Geïnspireerd door Vithoulkas en Geukens ontwikkelde de Nederlandse arts Jan Scholten een nieuwe manier van homeopathische geneesmiddelkeus, de groepsanalyse. Homeopathische geneesmiddelen kan men in verschillende groepen of families indelen. Zo kennen we binnen het periodiek systeem der scheikundige elementen groepen, zoals bijvoorbeeld de halogenen. Scholten begon met onderzoek naar de relatie tussen de elementen in het periodiek systeem wat betreft hun homeopathische thematiek.
Door beelden van de bekende middelen binnen de groep of familie met elkaar te vergelijken en overeenkomsten te zoeken ontdekte hij dat men per groep geneesmiddelen verschillende thema’s kan onderscheiden. Hierdoor kon hij ook voorspellingen doen over de werkzaamheid van nog niet beschreven elementen. Later is hij dezelfde methode gaan toepassen op de plantaardige homeopathische geneesmiddelen. Planten zijn ingedeeld volgens een botanisch systeem waarin families worden onderscheiden, zoals bijvoorbeeld de nachtschaden (solanaceae). Ook binnen plantenfamilies vond hij analoog aan het systeem dat hij had ontwikkeld bij de mineralen, overkoepelende thema’s. Voor de praktijk betekent dit een vereenvoudiging van het zoekproces omdat men gerichter kan zoeken binnen een bepaalde groep of familie van geneesmiddelen naar gelang een gevonden thema binnen de symptomen van de patiënt.

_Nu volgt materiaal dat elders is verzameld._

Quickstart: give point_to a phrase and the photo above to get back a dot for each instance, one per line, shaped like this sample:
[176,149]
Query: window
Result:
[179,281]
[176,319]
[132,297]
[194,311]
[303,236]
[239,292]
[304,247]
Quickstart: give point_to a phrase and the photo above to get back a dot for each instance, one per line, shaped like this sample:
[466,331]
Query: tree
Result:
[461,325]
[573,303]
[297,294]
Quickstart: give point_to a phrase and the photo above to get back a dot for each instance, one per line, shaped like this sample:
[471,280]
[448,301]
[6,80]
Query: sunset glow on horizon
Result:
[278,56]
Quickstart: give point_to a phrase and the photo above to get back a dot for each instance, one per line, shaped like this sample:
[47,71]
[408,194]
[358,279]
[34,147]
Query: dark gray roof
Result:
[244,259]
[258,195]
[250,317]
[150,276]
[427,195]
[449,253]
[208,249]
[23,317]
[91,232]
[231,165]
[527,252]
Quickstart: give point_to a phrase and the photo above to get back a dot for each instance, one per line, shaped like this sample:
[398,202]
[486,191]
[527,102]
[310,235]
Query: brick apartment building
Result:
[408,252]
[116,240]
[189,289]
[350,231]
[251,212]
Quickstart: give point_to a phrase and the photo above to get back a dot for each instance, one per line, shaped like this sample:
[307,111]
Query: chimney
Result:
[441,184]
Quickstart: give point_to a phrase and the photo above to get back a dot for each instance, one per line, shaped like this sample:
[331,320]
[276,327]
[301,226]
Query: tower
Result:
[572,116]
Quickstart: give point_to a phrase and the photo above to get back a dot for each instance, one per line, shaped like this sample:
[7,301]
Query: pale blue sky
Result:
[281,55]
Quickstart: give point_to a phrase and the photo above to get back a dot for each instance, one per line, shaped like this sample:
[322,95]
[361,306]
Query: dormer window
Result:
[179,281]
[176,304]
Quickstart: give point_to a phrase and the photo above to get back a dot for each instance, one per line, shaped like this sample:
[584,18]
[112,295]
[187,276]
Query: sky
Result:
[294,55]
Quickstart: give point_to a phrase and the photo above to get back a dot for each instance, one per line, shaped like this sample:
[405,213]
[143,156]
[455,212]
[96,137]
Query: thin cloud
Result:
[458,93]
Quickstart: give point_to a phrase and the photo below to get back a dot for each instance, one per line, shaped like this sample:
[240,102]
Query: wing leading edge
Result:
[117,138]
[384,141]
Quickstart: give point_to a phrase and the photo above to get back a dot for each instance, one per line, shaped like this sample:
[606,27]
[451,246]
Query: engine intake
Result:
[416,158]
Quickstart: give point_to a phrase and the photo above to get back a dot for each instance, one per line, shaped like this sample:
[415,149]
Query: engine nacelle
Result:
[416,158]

Zijn boeken “Homeopathie en mineralen” en “Homeopathie en de elementen” zijn al jarenlang internationale bestsellers en zijn methode wordt wereldwijd met succes toegepast. In 2013 is zijn boek “Wonderful Plants” uitgebracht, waarin hij dezelfde groepsanalyse op het plantenrijk toepast. Uitwerking hiervan voor de praktijk is nog in volle ontwikkeling.